Because, unfortunately, it is everything but simple. Finding a way to overcome thsee challenges, however, is exactly what the ReRoPro project is all about.
It is a collaborative project between University of Southern Denmark, University of Copenhagen, and University of Aalborg with the companies Rockwool, Novo Nordisk, Nordbo Robotics and WellTec as partners aiming to establish a robot database. Now the first and exploratory phase of the project is over, and the researchers are applying for funding to continue their work.
Here, Professor Norbert Krüger from SDU Robotics explains why it is worth paying attention to.
Okay, Norbert, what is ReRoPro about?
It is about reusing robot data to improve production processes, but also to find new robot solutions in shorter timer. That is a big problem, in particular for SMEs (Small and Medium sized Enterprises, ed.): It takes a lot of time to establish an assembly solution. You always need to start from scratch. But if you could make efficient use of data from earlier robot solutions, you could set up new solutions faster and cheaper. The problem is that this data is in the head of people. It is not digitalized. Until now.
Basically, you want to make a search tool in a . Some kind of ‘Robot Google’?
Yes. The idea is that when you have a certain task that you want to automate, you can type in some keywords and the information from earlier similar productions is displayed to you. Right now, there are no established structures for the reuse of data within robotics, not even within companies.
Why is that?
Because robot data is complex. In other fields, like computer vision, big databases and neural networks are very successful, because the data is homogenous. It’s images, for instance. But within robotics you have all sorts of different data; you have images, trajectories, force vectors, information on different materials, CAD-files, and so on.

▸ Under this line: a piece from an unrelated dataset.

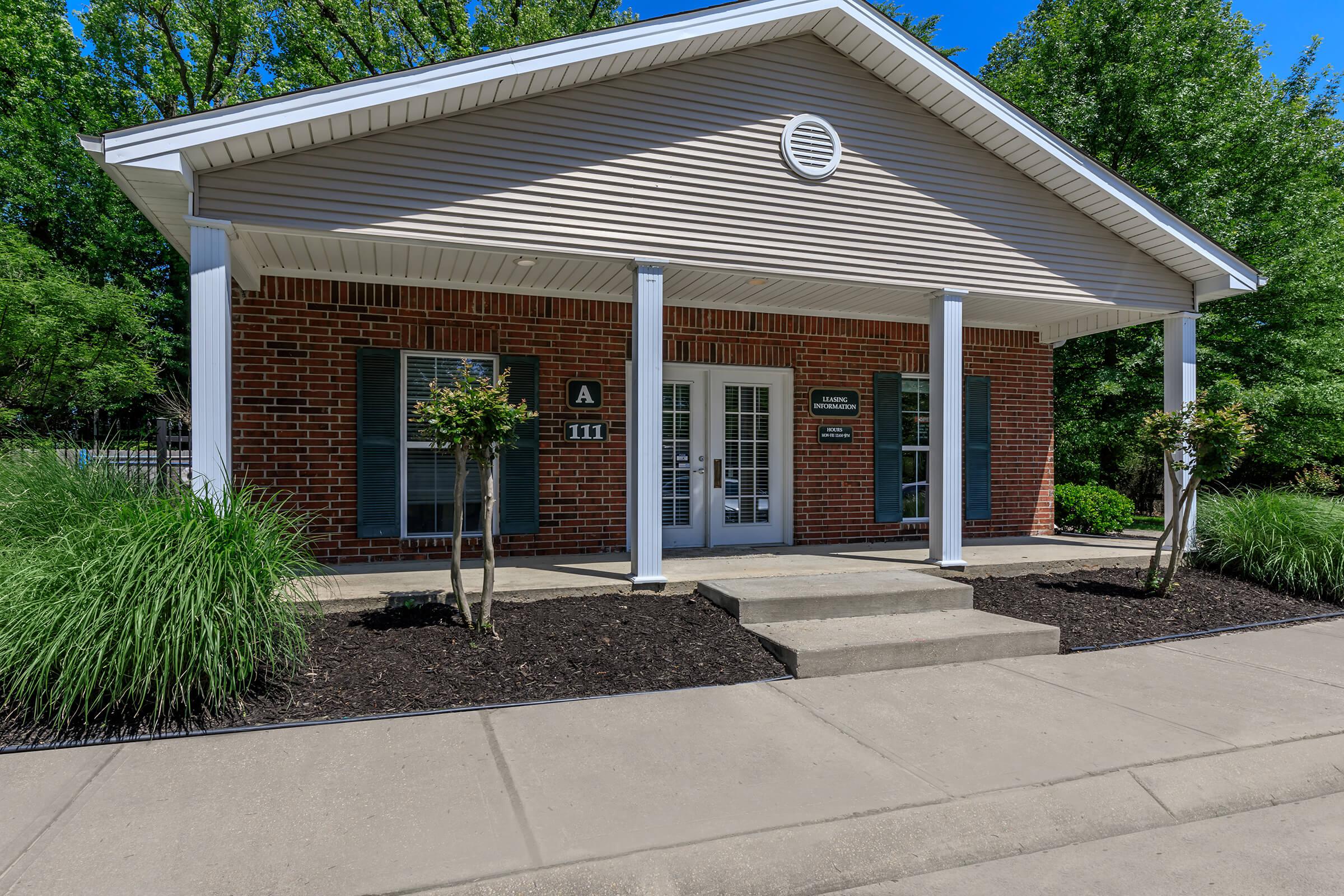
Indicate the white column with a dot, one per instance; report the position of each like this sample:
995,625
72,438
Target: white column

This is one of the challenges. But we also need to make an interface that is intuitive so that it is easy to sort out the information you need from the information you do not need. Another challenge is once you have the right data, how do you reuse it for your specific task?
Could you say that is a problem for robotics as a whole? There is no standardized way of organizing data?
Yes.
But do companies really want to share their robot data in a huge database that other companies, competitors as well, have access to?
That is yet another challenge. It is kind of contradictory. One the one hand, the more data that is available in the database, the more powerful it would be and the more use of it companies would have. But, on the hand, it is valuable and sensitive knowledge for the companies and obviously, they are reluctant to make that accessible.
There are different ways to go about that. One solution could be that we only develop a database structure that can be used by companies to reuse data within their own organization. Alternatively, we could make a system where the sensitive details are hidden, but where the data is still valuable for others.
What’s next for the project?
Now – after the ReRoPro project has ended – we have a better understanding of the problem. We have inputs from international experts and from companies. The next step is to apply for funding for establishing software structures that allow for the reuse of data. I am optimistic that one year within the project, we will have something ready that would already be of value to the companies, and then we could build on that.